Setting: Alberta Lung Association Sleep Center, Alberta Children’s Hospital Sleep Clinic.

Study subjects: Consecutive, otherwise healthy children, aged 4 to 18 years, presenting to the Pediatric Sleep Service at the Alberta Children’s Hospital for assessment of possible OSA.

Interventions: All subjects underwent 2 nights of monitoring in the home with an oximetry-based portable monitor with an automatic internal scoring algorithm. A third night of monitoring was done simultaneously with computerized laboratory polysomnography according to American Thoracic Society guidelines.

Measurements and results: Both test-retest reliability of the portable monitor-based desaturation index (DI) between 2 nights at home and between laboratory and home were high using the Bland and Altman analysis (mean agreement, 0.32 and 0.64; limits of agreement, − 8.00 to 8.64 and − 0.75 to 6.50, respectively).
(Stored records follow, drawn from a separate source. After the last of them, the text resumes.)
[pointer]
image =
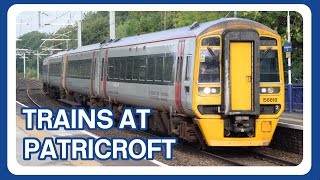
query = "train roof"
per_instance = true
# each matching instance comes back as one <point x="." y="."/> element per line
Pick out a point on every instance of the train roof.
<point x="175" y="33"/>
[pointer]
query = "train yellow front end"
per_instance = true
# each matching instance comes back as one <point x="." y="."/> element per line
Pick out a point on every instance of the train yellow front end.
<point x="238" y="88"/>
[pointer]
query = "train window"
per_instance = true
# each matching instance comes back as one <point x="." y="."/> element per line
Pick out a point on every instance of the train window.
<point x="267" y="41"/>
<point x="210" y="41"/>
<point x="129" y="68"/>
<point x="111" y="68"/>
<point x="151" y="69"/>
<point x="159" y="69"/>
<point x="135" y="73"/>
<point x="122" y="68"/>
<point x="187" y="75"/>
<point x="117" y="68"/>
<point x="168" y="67"/>
<point x="55" y="69"/>
<point x="102" y="66"/>
<point x="79" y="68"/>
<point x="269" y="69"/>
<point x="142" y="69"/>
<point x="209" y="71"/>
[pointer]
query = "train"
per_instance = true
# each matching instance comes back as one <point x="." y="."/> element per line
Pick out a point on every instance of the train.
<point x="218" y="83"/>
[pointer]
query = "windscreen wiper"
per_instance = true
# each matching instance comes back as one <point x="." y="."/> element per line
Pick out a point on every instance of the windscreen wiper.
<point x="212" y="53"/>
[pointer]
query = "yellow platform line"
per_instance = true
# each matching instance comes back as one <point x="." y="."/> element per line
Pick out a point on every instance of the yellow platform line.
<point x="42" y="134"/>
<point x="291" y="119"/>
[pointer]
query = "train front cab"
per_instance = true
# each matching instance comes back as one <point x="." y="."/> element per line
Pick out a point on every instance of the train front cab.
<point x="236" y="102"/>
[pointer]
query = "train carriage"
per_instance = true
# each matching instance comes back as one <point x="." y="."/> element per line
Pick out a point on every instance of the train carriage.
<point x="219" y="83"/>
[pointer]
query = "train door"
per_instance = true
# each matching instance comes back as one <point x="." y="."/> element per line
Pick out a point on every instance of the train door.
<point x="241" y="72"/>
<point x="105" y="72"/>
<point x="179" y="91"/>
<point x="186" y="80"/>
<point x="94" y="75"/>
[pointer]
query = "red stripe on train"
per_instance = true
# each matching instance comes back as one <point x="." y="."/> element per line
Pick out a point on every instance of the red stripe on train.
<point x="105" y="73"/>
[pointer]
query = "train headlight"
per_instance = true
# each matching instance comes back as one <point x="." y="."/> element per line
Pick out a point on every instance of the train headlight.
<point x="209" y="90"/>
<point x="269" y="90"/>
<point x="206" y="90"/>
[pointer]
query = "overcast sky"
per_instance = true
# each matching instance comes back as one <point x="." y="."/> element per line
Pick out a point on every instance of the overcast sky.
<point x="29" y="21"/>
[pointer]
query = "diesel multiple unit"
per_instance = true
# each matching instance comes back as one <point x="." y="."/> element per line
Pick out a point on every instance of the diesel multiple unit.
<point x="218" y="83"/>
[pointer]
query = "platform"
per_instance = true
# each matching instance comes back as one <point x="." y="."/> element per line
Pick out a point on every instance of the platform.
<point x="291" y="120"/>
<point x="22" y="132"/>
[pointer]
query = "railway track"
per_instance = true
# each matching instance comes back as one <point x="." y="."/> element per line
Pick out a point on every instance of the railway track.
<point x="230" y="158"/>
<point x="250" y="153"/>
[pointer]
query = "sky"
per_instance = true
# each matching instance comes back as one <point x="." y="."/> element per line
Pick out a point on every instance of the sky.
<point x="29" y="21"/>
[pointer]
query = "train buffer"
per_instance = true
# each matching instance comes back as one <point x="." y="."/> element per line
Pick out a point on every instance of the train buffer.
<point x="70" y="103"/>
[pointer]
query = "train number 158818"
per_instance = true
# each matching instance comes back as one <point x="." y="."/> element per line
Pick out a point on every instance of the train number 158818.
<point x="270" y="99"/>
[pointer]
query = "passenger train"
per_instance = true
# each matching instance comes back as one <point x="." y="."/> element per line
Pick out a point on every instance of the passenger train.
<point x="218" y="83"/>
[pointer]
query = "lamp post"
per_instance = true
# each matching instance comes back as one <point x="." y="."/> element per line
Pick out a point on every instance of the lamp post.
<point x="289" y="90"/>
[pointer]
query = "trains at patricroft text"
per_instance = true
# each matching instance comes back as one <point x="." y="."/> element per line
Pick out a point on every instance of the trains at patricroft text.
<point x="218" y="83"/>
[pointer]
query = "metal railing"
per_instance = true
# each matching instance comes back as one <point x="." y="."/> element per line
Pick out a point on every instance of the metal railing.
<point x="297" y="98"/>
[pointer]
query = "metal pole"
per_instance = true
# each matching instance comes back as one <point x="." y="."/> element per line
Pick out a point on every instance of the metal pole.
<point x="289" y="91"/>
<point x="112" y="24"/>
<point x="37" y="65"/>
<point x="79" y="34"/>
<point x="39" y="18"/>
<point x="24" y="65"/>
<point x="165" y="20"/>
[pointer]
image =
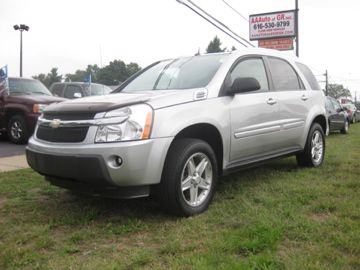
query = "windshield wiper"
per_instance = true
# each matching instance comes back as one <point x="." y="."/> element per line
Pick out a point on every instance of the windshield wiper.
<point x="163" y="72"/>
<point x="19" y="92"/>
<point x="42" y="93"/>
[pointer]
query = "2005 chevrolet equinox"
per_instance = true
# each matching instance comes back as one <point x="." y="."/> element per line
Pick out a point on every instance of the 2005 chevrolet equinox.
<point x="174" y="127"/>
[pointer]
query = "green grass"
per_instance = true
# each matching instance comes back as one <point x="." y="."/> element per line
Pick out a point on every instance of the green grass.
<point x="277" y="216"/>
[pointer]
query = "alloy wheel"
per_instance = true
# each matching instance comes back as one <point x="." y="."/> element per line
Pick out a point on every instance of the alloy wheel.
<point x="196" y="179"/>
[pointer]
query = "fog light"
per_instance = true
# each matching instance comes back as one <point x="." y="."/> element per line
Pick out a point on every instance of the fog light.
<point x="118" y="161"/>
<point x="115" y="161"/>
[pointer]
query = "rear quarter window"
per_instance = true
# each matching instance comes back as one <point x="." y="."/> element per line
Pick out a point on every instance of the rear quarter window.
<point x="309" y="76"/>
<point x="283" y="74"/>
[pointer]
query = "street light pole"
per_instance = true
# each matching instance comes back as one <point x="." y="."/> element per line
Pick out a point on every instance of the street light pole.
<point x="297" y="27"/>
<point x="21" y="28"/>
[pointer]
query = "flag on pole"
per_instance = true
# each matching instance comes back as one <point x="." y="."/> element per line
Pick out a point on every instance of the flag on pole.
<point x="4" y="77"/>
<point x="87" y="79"/>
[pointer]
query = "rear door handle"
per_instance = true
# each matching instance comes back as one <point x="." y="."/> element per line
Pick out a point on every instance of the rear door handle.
<point x="271" y="101"/>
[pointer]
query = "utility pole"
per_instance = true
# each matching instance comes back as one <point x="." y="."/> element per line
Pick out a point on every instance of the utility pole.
<point x="21" y="28"/>
<point x="326" y="83"/>
<point x="297" y="27"/>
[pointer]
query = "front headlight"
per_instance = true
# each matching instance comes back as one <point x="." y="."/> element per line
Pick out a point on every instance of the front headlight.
<point x="135" y="124"/>
<point x="38" y="108"/>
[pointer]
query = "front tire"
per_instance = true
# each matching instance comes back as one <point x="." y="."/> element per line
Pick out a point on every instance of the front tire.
<point x="345" y="130"/>
<point x="314" y="151"/>
<point x="17" y="130"/>
<point x="189" y="178"/>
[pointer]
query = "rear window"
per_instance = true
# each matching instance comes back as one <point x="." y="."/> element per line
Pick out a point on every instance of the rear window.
<point x="309" y="76"/>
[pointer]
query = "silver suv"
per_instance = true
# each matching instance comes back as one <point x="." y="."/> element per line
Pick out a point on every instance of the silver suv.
<point x="174" y="127"/>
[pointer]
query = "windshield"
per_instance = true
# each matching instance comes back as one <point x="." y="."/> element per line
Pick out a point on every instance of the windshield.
<point x="27" y="87"/>
<point x="97" y="89"/>
<point x="183" y="73"/>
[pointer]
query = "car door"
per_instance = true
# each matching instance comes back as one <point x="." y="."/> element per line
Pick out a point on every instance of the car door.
<point x="294" y="102"/>
<point x="253" y="115"/>
<point x="331" y="113"/>
<point x="338" y="115"/>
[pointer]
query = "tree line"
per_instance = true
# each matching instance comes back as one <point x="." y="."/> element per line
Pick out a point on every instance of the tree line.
<point x="113" y="74"/>
<point x="117" y="71"/>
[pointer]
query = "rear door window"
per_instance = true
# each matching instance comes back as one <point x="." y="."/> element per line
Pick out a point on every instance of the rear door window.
<point x="309" y="76"/>
<point x="251" y="67"/>
<point x="283" y="75"/>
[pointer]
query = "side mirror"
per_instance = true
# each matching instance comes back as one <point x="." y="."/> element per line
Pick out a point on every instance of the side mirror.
<point x="77" y="95"/>
<point x="244" y="84"/>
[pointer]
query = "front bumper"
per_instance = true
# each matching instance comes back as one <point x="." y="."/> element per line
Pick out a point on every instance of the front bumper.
<point x="93" y="164"/>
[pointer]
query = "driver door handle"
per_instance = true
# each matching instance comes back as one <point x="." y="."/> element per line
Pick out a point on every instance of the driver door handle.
<point x="271" y="101"/>
<point x="303" y="97"/>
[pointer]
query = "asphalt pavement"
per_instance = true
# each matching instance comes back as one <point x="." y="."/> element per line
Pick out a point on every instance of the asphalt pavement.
<point x="12" y="156"/>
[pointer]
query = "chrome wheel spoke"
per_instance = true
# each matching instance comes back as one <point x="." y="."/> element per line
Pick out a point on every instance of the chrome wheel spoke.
<point x="204" y="185"/>
<point x="196" y="179"/>
<point x="186" y="184"/>
<point x="202" y="166"/>
<point x="193" y="194"/>
<point x="191" y="167"/>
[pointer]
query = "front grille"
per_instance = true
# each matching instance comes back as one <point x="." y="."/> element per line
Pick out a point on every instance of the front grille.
<point x="69" y="116"/>
<point x="62" y="134"/>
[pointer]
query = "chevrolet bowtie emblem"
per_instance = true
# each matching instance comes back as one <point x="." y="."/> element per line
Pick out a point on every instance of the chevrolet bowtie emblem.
<point x="55" y="123"/>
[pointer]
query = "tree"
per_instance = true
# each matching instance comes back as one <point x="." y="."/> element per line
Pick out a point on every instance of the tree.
<point x="337" y="91"/>
<point x="214" y="46"/>
<point x="50" y="78"/>
<point x="114" y="73"/>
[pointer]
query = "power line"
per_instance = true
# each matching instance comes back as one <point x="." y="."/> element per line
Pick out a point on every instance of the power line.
<point x="219" y="22"/>
<point x="182" y="2"/>
<point x="242" y="16"/>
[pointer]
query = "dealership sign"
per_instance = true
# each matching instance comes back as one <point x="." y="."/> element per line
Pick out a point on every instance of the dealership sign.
<point x="272" y="25"/>
<point x="281" y="44"/>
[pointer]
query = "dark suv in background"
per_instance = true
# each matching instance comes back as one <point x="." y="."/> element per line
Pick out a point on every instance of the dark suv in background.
<point x="78" y="89"/>
<point x="21" y="106"/>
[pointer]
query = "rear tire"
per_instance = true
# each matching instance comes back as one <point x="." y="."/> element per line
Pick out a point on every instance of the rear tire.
<point x="17" y="130"/>
<point x="314" y="151"/>
<point x="189" y="178"/>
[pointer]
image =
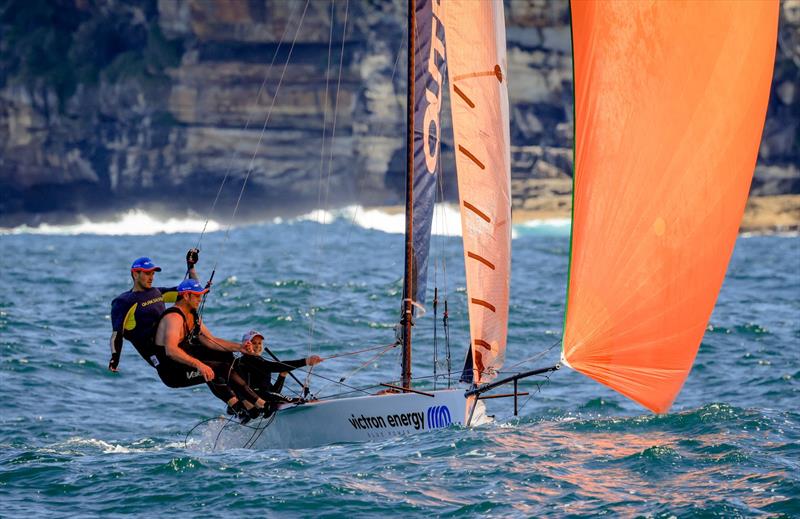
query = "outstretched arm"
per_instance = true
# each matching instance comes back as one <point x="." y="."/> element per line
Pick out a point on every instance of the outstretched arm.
<point x="118" y="319"/>
<point x="116" y="350"/>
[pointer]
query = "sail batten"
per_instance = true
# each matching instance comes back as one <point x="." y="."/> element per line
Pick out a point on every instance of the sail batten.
<point x="476" y="61"/>
<point x="670" y="100"/>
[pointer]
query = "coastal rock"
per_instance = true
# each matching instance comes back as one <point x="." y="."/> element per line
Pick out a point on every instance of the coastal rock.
<point x="156" y="102"/>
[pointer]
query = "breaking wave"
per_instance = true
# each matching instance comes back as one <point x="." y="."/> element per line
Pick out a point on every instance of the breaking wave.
<point x="132" y="223"/>
<point x="446" y="221"/>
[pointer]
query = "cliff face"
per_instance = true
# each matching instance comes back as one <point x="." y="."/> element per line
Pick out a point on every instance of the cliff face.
<point x="106" y="105"/>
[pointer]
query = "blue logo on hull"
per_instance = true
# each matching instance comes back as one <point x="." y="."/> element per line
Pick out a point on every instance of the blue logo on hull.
<point x="438" y="417"/>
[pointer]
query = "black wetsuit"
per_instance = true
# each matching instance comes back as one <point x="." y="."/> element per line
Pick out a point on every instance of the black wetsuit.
<point x="257" y="372"/>
<point x="134" y="316"/>
<point x="226" y="383"/>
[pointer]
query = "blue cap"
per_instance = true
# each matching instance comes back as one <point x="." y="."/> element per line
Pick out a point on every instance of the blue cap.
<point x="191" y="285"/>
<point x="145" y="264"/>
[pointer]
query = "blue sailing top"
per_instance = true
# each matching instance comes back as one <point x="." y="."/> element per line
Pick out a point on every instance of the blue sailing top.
<point x="133" y="316"/>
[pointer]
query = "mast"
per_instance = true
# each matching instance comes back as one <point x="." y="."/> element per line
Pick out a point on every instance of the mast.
<point x="408" y="286"/>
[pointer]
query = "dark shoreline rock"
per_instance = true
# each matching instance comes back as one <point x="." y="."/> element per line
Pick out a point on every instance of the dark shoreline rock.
<point x="152" y="103"/>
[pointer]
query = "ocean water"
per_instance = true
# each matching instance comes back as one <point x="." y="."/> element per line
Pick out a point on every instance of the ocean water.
<point x="76" y="440"/>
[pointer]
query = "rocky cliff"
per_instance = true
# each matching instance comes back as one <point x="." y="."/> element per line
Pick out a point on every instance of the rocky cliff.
<point x="109" y="104"/>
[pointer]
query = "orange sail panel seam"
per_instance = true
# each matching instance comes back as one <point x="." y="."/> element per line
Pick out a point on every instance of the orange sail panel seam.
<point x="463" y="96"/>
<point x="481" y="259"/>
<point x="483" y="303"/>
<point x="472" y="157"/>
<point x="477" y="211"/>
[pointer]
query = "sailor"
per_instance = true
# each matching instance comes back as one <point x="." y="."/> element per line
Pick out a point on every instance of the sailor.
<point x="187" y="353"/>
<point x="257" y="371"/>
<point x="134" y="313"/>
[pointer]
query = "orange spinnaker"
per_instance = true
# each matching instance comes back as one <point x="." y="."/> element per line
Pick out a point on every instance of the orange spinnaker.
<point x="670" y="100"/>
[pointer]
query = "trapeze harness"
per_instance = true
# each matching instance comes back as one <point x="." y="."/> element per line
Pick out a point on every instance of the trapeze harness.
<point x="226" y="384"/>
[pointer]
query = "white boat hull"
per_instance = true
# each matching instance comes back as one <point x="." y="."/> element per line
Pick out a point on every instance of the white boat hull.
<point x="358" y="419"/>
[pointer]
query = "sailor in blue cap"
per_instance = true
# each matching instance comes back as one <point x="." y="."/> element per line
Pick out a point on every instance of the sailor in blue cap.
<point x="135" y="313"/>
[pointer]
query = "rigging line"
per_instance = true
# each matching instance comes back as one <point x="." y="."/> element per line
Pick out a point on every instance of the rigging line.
<point x="539" y="386"/>
<point x="318" y="232"/>
<point x="236" y="153"/>
<point x="251" y="165"/>
<point x="534" y="357"/>
<point x="356" y="352"/>
<point x="363" y="365"/>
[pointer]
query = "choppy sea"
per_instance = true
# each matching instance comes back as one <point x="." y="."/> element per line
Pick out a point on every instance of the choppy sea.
<point x="77" y="440"/>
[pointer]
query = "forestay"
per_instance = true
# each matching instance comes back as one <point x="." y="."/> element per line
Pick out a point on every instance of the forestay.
<point x="477" y="68"/>
<point x="670" y="99"/>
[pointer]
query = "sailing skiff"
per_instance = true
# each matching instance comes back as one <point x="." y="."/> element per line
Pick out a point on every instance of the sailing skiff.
<point x="670" y="101"/>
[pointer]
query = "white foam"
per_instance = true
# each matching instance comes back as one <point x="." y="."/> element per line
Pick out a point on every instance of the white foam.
<point x="446" y="219"/>
<point x="134" y="223"/>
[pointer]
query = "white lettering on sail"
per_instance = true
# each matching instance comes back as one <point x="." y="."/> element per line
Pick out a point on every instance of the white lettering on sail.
<point x="434" y="99"/>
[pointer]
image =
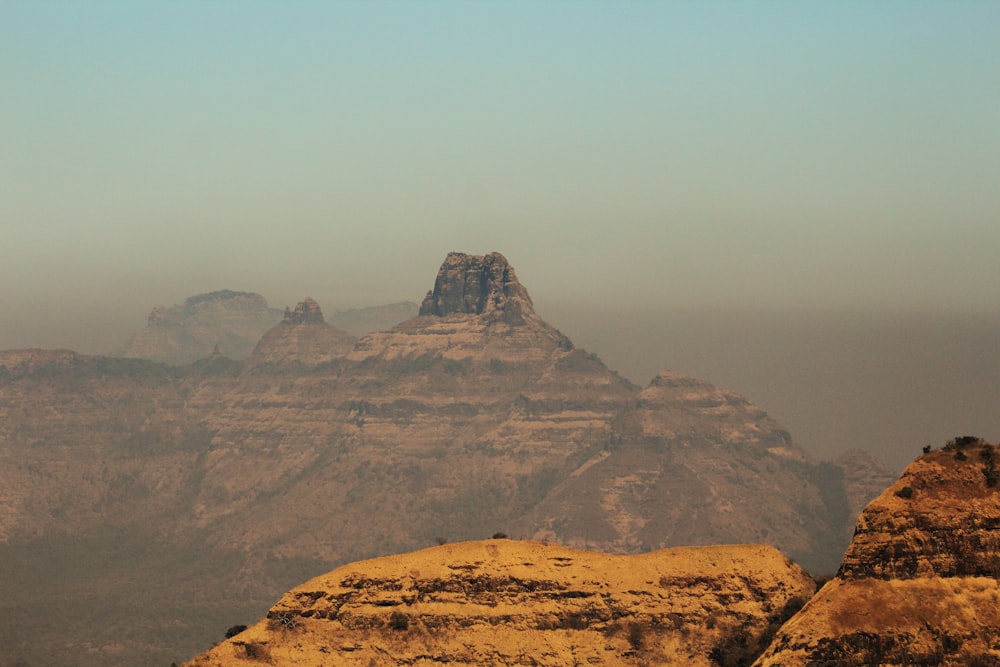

The polysomnographic apnea-hypopnea index (AHI) agreed poorly with the portable monitor DI (mean difference, 1.27; limits of agreement, − 12.02 to 15.02). The sensitivity and specificity of the monitor for the identification of moderate sleep apnea (polysomnography AHI > 5/h) were 67% and 60%, respectively.

Conclusion: Portable monitoring based only on oximetry alone is not adequate for the identification of OSA in otherwise healthy children.